Because the initial foray into statistics, Simpson's Paradox, was well received, we continue that thread, this time taking up something that was briefly mentioned in one of the comments--that "average" sometimes isn't meaningful. Think about the weather. In Northern Virginia, virtually every December day was above normal, sometimes record-settingly so. Virtually every day in January has been below normal. If you averaged them, you'd end up saying that the weather was normal for these two months when there's hardly been a single "normal" day.
Consider this array of 11 numbers.
The most common measure of "average" or what statisticians call "central tendency" is the mean. To get the mean we add up all of the numbers and divide by the number of numbers, in this case, 11.
Mean = $71,828,014,000/11 = $6,538,901,000
The last number in the array is not hypothetical, but was Bill Gates' wealth as of January 30 (www.greenspun.com/WealthClock if you're interested in that sort of thing). So the average of Mr. Gates and 10 other citizens shows them all as multibillionaires even though no one else is worth more than $80,000. The mean is affected by extreme values, also called outliers. In terms of this set of numbers, Bill Gates is one extreme guy.
Another common measure of central tendency is the median. The median divides a group of numbers in half--half will be larger than the median, half smaller. In the distribution above the median is $40,000--there are five numbers larger, five smaller. In considering a median, Bill Gates is just another guy. So when you think you might have a few very high or very low numbers, the median might be more representative of the average.
For instance, a Virginia newspaper reported that teachers were refusing to give students zeros for work not turned in because the zero had a devastating impact on the students' average score. The teachers were calculating average with a mean. Given the other scores, a zero was an outlier, an extreme value and did, indeed, exert a large downward tug on the average. Had the teachers used the median for their measure of average, a zero wouldn't have had nearly as much impact and the resulting average would have been more typical of the students' work.

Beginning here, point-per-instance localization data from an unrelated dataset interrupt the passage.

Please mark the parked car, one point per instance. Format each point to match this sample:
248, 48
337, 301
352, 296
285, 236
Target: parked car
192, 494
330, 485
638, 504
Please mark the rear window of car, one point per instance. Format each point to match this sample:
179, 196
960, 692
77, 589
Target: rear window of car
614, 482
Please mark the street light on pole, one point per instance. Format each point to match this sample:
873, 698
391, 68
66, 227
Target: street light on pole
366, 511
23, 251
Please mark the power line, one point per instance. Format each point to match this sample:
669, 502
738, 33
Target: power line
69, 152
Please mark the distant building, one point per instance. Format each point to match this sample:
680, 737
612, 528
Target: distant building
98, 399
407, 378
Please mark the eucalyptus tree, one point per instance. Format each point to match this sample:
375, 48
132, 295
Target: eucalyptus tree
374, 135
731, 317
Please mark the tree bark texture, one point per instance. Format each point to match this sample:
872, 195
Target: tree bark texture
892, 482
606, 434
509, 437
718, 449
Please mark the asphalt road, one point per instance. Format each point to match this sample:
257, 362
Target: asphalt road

The most common median in the everyday lives of educators is typically called the 50th percentile--50% of all test scores are above it, 50% below (presuming a "normal"--bell curve--distribution).
The third measure of average is the mode and isn't used very much. It is the most commonly occurring number. In the above array, $10,000. Using the mode, the least wealthy citizens are also the "average." Where you see the mode referred to most often is when researchers report that they have "a bimodal distribution" (or even trimodal). A bimodal distribution looks like a two-hump camel.
If the distribution of numbers is "normal"--that is the numbers fall into a bell-shaped curve--the mean, the median and the mode are identical. In fact, one way of telling if you have a normal distribution or not without plotting it as a graph is just to look at the mean, median and mode and see if they are different.
When people talk about average scores or average anythings, they don't always specify which statistic they have in mind. Sometimes they do this on purpose. In the days of the first Bush tax cuts, Bush and his supporters claimed that the average tax payer would get a large break. His opponents contended it would be a much smaller amount. An analysis by the Washington Post indicated that a teacher would get a break that would allow her to buy a new TV (say, 27", not HD). A person making a million a year would get a $90,000 tax break. Those million dollar people were outliers, extreme values so the Bush team used the mean to allow the extremes to have an impact. The anti-break people were using the median. The median was more representative of the tax break because many more people have salaries similar to teachers (about $49,000 a year now) than rake in a million dollars a year.
The first law people learn in introductory statistics classes--and then forget immediately--is "no measure of central tendency without a measure of dispersion." Measures of dispersion simply indicate whether or not the array of numbers is tightly bunched up close to the average (however measured) or whether they vary a lot with some numbers way above average and some way below. The most common measure of dispersion is the standard deviation and I'll deal with that when I get around to talking about standard scores (SATs, ACTs, GREs, MCATs, LSATs, IQs, NAEP, and the test scores from international comparisons are all standard scores).
Well, this stuff isn't as sexy as Simpson's Paradox, but it's basic, really basic to becoming a wise consumer of numbers found in commission reports, op-eds, surveys, and research.